Ein Hauch von Happy New Ears lag über dem jüngsten Abonnementskonzert des Ensemble Modern im Mozart Saal der Alten Oper. Vier Komponisten (drei Männer, eine Frau) waren anwesend und wurden von den Ensemble Modern-Mitgliedern Christian Hommel und Eva Böcker zu ihren Werken befragt. Das hatte kaum einen Erkenntnisgewinn und so war es gut, dass die beiden Moderatoren dem ungestalten Gedankensprudel der Künstler jeweils schnell ein Ende machten. Zumal im Programmheft in besserer Fasson zu Biografie und Werkanlass genug zu lesen war.
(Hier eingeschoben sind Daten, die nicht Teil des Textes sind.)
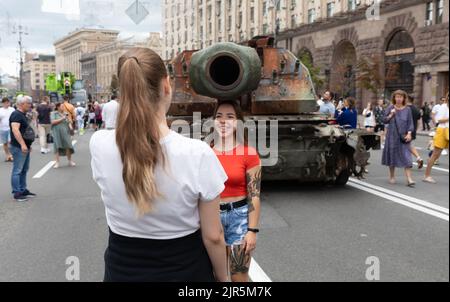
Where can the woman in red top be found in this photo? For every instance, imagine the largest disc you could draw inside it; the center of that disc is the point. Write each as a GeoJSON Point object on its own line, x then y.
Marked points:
{"type": "Point", "coordinates": [240, 201]}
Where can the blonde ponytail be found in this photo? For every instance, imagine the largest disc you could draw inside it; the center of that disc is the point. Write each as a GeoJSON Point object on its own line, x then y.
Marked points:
{"type": "Point", "coordinates": [141, 71]}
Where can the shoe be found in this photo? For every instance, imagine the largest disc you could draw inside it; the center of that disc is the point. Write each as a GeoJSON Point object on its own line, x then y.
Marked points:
{"type": "Point", "coordinates": [19, 197]}
{"type": "Point", "coordinates": [28, 194]}
{"type": "Point", "coordinates": [419, 163]}
{"type": "Point", "coordinates": [429, 180]}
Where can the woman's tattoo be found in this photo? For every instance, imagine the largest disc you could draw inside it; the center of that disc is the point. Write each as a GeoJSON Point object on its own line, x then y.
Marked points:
{"type": "Point", "coordinates": [253, 188]}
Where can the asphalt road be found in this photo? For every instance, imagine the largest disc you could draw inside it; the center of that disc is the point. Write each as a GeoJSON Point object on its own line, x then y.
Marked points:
{"type": "Point", "coordinates": [309, 233]}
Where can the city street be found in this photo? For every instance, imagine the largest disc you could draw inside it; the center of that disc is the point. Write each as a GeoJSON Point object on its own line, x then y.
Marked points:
{"type": "Point", "coordinates": [308, 232]}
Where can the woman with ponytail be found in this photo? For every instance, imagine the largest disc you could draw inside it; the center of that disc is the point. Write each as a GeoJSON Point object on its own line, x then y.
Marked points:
{"type": "Point", "coordinates": [160, 190]}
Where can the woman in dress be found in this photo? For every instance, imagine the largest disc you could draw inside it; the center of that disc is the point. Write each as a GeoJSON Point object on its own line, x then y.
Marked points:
{"type": "Point", "coordinates": [62, 141]}
{"type": "Point", "coordinates": [396, 152]}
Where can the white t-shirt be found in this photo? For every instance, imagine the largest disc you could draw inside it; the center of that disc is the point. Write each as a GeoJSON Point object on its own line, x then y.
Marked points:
{"type": "Point", "coordinates": [109, 113]}
{"type": "Point", "coordinates": [5, 114]}
{"type": "Point", "coordinates": [80, 111]}
{"type": "Point", "coordinates": [442, 113]}
{"type": "Point", "coordinates": [194, 174]}
{"type": "Point", "coordinates": [369, 121]}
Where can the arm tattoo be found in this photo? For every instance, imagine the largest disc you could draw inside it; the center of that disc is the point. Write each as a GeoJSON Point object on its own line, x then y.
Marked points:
{"type": "Point", "coordinates": [253, 188]}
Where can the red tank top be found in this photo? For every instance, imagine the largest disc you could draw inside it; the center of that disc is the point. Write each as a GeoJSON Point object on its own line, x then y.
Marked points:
{"type": "Point", "coordinates": [236, 163]}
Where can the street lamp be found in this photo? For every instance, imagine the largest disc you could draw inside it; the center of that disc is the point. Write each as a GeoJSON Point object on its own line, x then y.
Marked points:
{"type": "Point", "coordinates": [21, 31]}
{"type": "Point", "coordinates": [276, 3]}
Dirigiert wurde von der 31-jährigen Französin Lucie Leguay, die man eher mit klassischer Musik kennt. Eine sichere Hand bot sie auch hier, die mehr als die übliche Neue Musik-Schutzmann-Signaletik war und dem aufgeräumten Ensemble zu gefallen schien.

Innige Auseinandersetzung

Die Werke entstammten neuester Produktion, wobei Johannes Boris Borowski (Jahrgang 1979) mit „Innig“ und Anna Korsun (geboren 1986) mit „Marevo“ aus der typischen Hüllkurve zeitgenössischer Klangbildung herausragten. Borowski vermochte am besten seine Intentionen einer innigen Klangauseinandersetzung darzustellen. Teilweise wirkten die 15 Minuten wie eine Proustiade: das Nachleben und Vorbilden von klanggedächtnisbesetzenden Vorgängen einer musikalischen Memetik. Das gab der mémoire involontaire eine sinnenhafte, einerseits bohrende und verharrende, andererseits sich auflösende und neu bildende Funktion.
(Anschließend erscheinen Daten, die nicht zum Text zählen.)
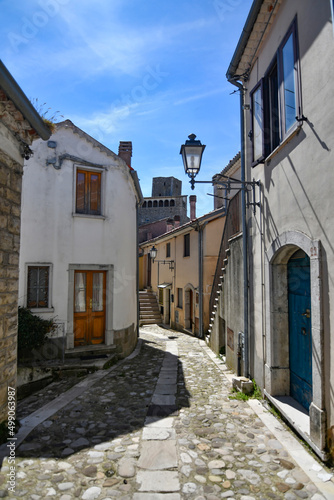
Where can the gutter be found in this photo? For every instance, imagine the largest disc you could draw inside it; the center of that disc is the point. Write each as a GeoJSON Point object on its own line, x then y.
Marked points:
{"type": "Point", "coordinates": [244, 223]}
{"type": "Point", "coordinates": [247, 29]}
{"type": "Point", "coordinates": [15, 93]}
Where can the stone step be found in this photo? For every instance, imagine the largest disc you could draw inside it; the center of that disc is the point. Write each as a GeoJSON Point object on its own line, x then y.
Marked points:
{"type": "Point", "coordinates": [90, 351]}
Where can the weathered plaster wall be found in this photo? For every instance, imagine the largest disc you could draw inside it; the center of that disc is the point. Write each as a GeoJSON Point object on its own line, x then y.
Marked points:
{"type": "Point", "coordinates": [53, 233]}
{"type": "Point", "coordinates": [297, 186]}
{"type": "Point", "coordinates": [10, 201]}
Das andere markante Werk stammte von der (nicht anwesenden) Weißrussin Anna Korsun, die mit „Marevo“ eine akustische Blase im mentalen Halbschatten gestaltete, wie man sie aus Zuständen des vor sich Hindämmerns kennt: mit Verschiebungen, partiellen Fokussierungen und Überlagerungen eines harmonikalen Flows. Er war grundiert im Einsatz von zwei „singenden Sägen“ und bildete sich bei jedem der Instrumentalisten auch als Dauergesumme: wiegenliedhafte Schamanerie.
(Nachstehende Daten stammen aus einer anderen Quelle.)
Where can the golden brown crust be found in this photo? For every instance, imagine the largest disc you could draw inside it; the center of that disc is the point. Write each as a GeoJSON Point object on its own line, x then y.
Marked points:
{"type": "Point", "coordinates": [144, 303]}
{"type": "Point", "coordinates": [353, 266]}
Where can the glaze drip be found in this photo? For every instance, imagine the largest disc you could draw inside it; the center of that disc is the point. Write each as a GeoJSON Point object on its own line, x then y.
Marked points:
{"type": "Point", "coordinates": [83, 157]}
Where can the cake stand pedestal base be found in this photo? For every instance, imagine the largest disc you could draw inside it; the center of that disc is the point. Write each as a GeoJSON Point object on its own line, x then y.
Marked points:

Eine Art Neobarock-Hiphop-Ostinato samt rezitativischen Instrumentalmonologen bot Hankyeol Yoon (Jahrgang 1994) mit „Grande Hipab“, während es Milica Djordjevic (geboren 1984) mit zwei verschiedenen Arten von Klangplastik – „Transfixed – Transfixed‘“ – darauf ankam „dass niemand gleichgültig bleibt“. Johannes Maria Staud ist bei „Listen, Revolution (We’re buddies, see -)“ offensichtlich viel durch den Kopf gegangen was Revolution, Politik und Kunst anbetrifft. Zumindest konventionell programmpolitisch hat sein vollgriffiger und plastischer Klang dem Abend zu klassischer Finalwirkung verholfen.